One benefit of studying history is the unusual stories you run across. Especially those involving exceptional bravery.
I’ve found another one. Witold Pilecki was a Polish cavalry officer turned resistance fighter in World War II. On September 19, 1940, he went out during a Warsaw street round-up with a specific purpose — to get arrested and sent to the Nazi concentration camp at Auschwitz. Once inside the camp, he did his best to sabotage the camp’s operations (including assassinating SS officers, stealing radios to broadcast messages, sabotaging facilities, and smuggling out records) and disseminate news of the atrocities occurring there through Polish resistance to the rest of the world. Only no one was ready to listen.
Eventually we all had to listen. But why haven’t we heard of this before?

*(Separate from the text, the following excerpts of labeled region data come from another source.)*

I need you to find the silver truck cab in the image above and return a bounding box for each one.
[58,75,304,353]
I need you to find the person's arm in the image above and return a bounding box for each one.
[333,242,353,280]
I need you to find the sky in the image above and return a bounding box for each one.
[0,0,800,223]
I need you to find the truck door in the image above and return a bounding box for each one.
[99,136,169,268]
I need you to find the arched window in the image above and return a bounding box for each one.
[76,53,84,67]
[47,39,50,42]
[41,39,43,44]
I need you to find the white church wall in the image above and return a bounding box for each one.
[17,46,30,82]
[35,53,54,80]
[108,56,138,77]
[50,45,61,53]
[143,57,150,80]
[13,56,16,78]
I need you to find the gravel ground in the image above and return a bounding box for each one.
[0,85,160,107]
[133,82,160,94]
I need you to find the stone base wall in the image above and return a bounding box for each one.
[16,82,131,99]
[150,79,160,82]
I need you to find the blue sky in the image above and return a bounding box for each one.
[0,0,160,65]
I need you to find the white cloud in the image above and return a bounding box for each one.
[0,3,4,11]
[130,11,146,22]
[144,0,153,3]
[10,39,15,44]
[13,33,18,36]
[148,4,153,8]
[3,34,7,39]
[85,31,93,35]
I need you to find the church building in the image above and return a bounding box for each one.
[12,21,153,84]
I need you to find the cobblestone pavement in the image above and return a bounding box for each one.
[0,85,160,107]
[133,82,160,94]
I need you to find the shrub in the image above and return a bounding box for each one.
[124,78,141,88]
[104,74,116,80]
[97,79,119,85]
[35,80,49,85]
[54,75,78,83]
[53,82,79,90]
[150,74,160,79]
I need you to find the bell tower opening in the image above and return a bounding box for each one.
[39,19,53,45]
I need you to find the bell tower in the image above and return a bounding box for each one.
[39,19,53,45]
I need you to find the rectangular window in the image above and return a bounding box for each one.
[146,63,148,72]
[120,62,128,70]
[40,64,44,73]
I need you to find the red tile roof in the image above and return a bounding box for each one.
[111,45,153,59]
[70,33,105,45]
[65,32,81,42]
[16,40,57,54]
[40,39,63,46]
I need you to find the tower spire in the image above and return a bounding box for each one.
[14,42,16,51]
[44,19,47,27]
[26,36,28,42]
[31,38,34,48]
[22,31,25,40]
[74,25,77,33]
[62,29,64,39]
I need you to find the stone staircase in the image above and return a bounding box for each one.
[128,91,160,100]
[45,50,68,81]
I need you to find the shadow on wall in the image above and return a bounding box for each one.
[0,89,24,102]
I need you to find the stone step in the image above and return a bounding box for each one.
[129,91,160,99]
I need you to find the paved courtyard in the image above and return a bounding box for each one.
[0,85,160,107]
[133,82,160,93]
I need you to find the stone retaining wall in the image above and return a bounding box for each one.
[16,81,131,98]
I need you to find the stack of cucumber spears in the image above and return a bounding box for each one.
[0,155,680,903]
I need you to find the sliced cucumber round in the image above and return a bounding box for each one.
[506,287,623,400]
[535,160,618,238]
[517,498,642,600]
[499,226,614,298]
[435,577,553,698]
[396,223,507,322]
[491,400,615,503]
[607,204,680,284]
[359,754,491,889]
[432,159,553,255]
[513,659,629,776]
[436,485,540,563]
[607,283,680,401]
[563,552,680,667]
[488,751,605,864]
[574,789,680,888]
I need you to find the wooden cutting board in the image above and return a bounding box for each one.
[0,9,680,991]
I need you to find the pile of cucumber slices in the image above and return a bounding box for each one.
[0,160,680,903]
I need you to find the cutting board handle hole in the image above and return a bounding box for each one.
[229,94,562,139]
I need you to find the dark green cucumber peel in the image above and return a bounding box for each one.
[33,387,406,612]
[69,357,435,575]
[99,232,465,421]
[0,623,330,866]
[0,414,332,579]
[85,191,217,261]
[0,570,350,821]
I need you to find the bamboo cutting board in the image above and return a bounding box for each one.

Recall Poland’s problems didn’t end with the Nazis. The country was occupied by Soviet forces at the end of the war and a Communist government was installed. As a Polish patriot, Pilecki insisted on fighting on against this second occupation. But he was captured, put on trial, executed and all traces of his wartime record destroyed or locked away. His family only learned the details of his mission to Auschwitz in the mid-1990s. Since then his story has slowly emerged.
A huge help to this emergence is a recent book, The Volunteer: The True Story of the Resistance Hero Who Infiltrated Auschwitz by Jack Fairweather. This brings a different dimension to the sad chapter of World War II concentration camps.
Stories like this, stranger than fiction, is what makes history so fascinating.